Agriculture, Nutrition and Health Academy
- Formation: 2015; 11 years ago
- Founded at: London, United Kingdom
- Legal status: 501(c)(6) trade association
- Purpose: To build an interdisciplinary community to share innovative research in agriculture and food systems
- Coordinates: 41°52′47″N 87°38′19″W﻿ / ﻿41.879750°N 87.638719°W
- Website: www.anh-academy.org

= Agriculture, Nutrition and Health Academy =

British global organisation

The Agriculture, Nutrition and Health (ANH) Academy is a global community of researchers, practitioners, and policymakers working on agriculture and food systems for improved nutrition and health. With over 9,000 members in over 145 countries, the organisation claims to have best researchers and other experts in the world.

==History==
The community was co-funded with United Kingdom Aid from the UK government and the Bill and Melinda Gates Foundation. It is led by the London School of Tropical Hygiene and Medicine (LSHTM) in partnership with Tufts University and other international organisations.

== Initiatives ==
The academy, prior to its founding, the community was meant to share innovative research in agriculture and food systems for improved nutrition and health, as well as stimulating the development and harmonisation of new researches. It also ensures the facilitation of the uptake of evidence in policies and programmes in agriculture and food systems for healthy, sustainable and equitable nutrition.

=== Academy Week ===
The Academy Week comprises a series of annual events with an intention of bringing together the community of researchers, practitioners and policymakers working at the intersection of agriculture, food systems, nutrition and health. The main objective is to boost knowledge exchange, innovation and learning around interdisciplinary research. The academy has two areas that are, learning laboratories and a research conference. The sixth successful Academy Week was held in Ethiopia in 2016, Nepal in 2017, and Ghana in 2018, as well as India in 2019. However, the last two Academy Weeks (2020 and 2021) were held online due to the COVID-19 pandemic.
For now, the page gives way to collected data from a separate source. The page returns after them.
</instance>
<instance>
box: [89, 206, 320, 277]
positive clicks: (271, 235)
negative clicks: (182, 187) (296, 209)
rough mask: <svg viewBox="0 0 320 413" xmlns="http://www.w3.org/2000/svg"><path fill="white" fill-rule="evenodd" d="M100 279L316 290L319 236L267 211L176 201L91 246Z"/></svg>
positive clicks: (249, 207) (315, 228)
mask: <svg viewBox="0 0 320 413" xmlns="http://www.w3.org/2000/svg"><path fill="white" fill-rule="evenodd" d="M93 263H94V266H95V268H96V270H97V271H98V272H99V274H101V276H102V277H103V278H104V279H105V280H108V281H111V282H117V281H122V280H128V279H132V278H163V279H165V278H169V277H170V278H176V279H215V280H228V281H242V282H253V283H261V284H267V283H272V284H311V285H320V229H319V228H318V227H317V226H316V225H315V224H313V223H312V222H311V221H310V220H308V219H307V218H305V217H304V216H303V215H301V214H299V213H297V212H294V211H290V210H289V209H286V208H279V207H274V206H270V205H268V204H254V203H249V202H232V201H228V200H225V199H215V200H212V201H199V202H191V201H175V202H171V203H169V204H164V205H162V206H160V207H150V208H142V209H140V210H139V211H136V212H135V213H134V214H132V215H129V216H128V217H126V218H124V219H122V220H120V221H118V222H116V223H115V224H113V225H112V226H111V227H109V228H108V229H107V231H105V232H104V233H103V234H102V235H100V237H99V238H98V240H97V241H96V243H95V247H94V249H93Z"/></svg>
The 2020 and 2021 Academy Weeks were online that were organized in collaboration with Malawi and Pakistan institutions. In 2022, it was held in collaboration with the Southern Africa Food Lab and University of Stellenbosch in South Africa.

=== Group Works ===
The group works ensures accelerating of research by sharing experience and synthesizing disparate research methods, metrics and approaches.

===Events===
In June 2023, 400 scientists, policymakers, famers and practitioners from 35 countries met at the Bingu International Conference Centre in Malawi for the eighth Agriculture, Nutrition and Health Academy Week where experts share innovative ideas to inform policies designed to address world development challenges.